In a recent op-ed piece via The Wall Street Journal, Paul Kupiec and Edward Pinto place the blame on the government for creating another real estate bubble through “loose mortgage terms pushing home prices up.” They claim that mortgage underwriters need to tighten standards.

Home prices are booming. So far, 2018 has posted the strongest growth since 2005. “About 60% of all U.S. metros saw an acceleration in the rate of price increases through February this year,” according to Housing Wire. Since mid-2012, real home prices have increased 28%, according to data from the American Enterprise Institute. Entry-level home prices are up about double that rate. In contrast, over the same period household income has barely kept pace with inflation. The current pace of home-price inflation is increasing the risk of another housing bubble.

The root of the problem is declining underwriting standards. In April Freddie Macannounced an expansion of its 3% down-payment mortgage, the better to compete with the Federal Housing Administration and Fannie Mae . Such moves propel home prices upward. Because government agencies guarantee about 80% of all home-purchase mortgages, their underwriting standards guide the market.

Making lending even more dangerous, CNBC recently reported that “credit scores may go up” because new regulatory guidance allows delinquent taxes to be excluded when calculating credit scores. These are only some of the measures that “expand the credit box” and qualify ever-shakier borrowers for mortgages.

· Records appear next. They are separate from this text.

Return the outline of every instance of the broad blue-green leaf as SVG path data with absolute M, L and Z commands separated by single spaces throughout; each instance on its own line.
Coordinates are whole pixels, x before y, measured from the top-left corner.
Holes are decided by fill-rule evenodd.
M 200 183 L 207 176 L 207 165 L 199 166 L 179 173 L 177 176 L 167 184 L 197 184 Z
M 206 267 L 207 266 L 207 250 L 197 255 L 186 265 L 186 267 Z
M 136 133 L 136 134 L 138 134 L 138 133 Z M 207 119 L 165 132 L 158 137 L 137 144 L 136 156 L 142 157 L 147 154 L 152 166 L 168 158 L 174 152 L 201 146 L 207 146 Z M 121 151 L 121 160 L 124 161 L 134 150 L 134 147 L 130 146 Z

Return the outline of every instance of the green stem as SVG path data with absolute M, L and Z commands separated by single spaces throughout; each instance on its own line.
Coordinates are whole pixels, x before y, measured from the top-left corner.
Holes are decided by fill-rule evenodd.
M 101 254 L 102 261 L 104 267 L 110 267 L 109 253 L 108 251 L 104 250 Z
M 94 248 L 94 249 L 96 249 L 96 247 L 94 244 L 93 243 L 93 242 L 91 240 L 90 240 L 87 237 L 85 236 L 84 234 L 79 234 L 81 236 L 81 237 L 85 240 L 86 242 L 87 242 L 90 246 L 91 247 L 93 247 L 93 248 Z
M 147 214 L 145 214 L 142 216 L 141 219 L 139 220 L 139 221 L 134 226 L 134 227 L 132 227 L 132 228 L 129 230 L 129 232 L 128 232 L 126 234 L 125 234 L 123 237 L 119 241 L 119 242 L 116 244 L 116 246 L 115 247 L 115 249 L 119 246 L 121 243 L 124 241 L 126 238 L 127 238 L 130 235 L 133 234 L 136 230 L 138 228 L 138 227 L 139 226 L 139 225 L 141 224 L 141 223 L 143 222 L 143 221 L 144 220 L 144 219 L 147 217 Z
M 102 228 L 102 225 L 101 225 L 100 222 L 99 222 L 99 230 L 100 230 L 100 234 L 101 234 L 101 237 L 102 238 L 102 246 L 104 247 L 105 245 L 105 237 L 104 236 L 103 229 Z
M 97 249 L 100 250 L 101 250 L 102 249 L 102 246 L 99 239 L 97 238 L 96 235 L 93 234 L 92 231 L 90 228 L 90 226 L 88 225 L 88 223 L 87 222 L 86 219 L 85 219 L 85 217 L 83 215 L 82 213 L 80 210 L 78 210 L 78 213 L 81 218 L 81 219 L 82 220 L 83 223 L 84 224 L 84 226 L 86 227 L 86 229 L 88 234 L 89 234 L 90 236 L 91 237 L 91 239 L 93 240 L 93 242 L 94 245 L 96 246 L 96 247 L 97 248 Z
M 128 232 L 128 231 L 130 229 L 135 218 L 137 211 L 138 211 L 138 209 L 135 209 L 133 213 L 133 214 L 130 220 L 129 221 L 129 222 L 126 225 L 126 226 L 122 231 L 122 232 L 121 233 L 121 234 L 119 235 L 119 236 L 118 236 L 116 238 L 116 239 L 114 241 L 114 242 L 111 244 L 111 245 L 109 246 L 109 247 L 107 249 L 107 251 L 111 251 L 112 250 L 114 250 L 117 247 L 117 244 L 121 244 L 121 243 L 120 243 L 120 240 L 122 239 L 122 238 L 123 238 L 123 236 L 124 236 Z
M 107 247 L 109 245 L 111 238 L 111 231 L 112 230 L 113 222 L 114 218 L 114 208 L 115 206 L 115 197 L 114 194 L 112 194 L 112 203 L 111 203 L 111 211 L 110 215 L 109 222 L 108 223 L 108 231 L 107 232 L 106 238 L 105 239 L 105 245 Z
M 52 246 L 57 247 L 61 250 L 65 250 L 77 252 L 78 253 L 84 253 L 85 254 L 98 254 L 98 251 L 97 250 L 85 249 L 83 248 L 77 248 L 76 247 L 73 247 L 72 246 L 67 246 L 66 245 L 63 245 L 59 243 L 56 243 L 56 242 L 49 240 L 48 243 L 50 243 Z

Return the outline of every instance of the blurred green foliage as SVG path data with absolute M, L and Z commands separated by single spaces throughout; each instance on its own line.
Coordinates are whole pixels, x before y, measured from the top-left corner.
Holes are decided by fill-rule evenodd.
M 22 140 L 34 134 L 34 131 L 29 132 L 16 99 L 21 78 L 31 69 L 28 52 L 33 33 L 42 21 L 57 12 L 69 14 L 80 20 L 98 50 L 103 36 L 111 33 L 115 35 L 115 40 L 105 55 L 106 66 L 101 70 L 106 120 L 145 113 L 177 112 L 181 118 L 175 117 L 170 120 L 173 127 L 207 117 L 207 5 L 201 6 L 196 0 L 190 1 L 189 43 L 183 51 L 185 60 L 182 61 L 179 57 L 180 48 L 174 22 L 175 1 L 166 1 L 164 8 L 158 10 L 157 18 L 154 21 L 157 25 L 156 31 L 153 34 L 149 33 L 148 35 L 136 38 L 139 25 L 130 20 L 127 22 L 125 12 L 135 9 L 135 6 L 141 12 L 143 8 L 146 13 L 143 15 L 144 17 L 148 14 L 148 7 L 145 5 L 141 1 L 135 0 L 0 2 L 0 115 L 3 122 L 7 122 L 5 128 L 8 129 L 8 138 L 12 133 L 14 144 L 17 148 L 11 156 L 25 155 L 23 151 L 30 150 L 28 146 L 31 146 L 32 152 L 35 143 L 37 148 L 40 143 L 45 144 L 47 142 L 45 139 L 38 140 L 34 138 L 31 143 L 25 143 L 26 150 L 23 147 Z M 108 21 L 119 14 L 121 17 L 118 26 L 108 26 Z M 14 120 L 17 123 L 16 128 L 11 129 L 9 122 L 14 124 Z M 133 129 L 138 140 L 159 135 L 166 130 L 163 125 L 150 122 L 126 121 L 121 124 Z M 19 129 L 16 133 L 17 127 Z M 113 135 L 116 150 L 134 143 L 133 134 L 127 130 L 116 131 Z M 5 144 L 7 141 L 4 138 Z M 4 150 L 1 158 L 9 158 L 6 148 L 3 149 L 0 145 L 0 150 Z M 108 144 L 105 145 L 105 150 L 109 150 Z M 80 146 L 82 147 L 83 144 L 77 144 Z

During the last crisis, easy credit led home prices to rise at an unsustainable pace, leading marginally qualified borrowers to stretch themselves thin. Millions of Americans’ dreams became nightmares when the housing market turned. The lax underwriting terms that helped borrowers qualify for a mortgage haunted many households for the next decade.

To sum up, the current unsustainable pace of overvalued home-price appreciation throughout more than half of the nation’s top real estate markets could soon hit serious resistance, as affordability becomes a more significant concern and the overall central bank induced bull market nears its later innings. So what does this mean for millennials who have recently purchased a home? You likely bought near the top.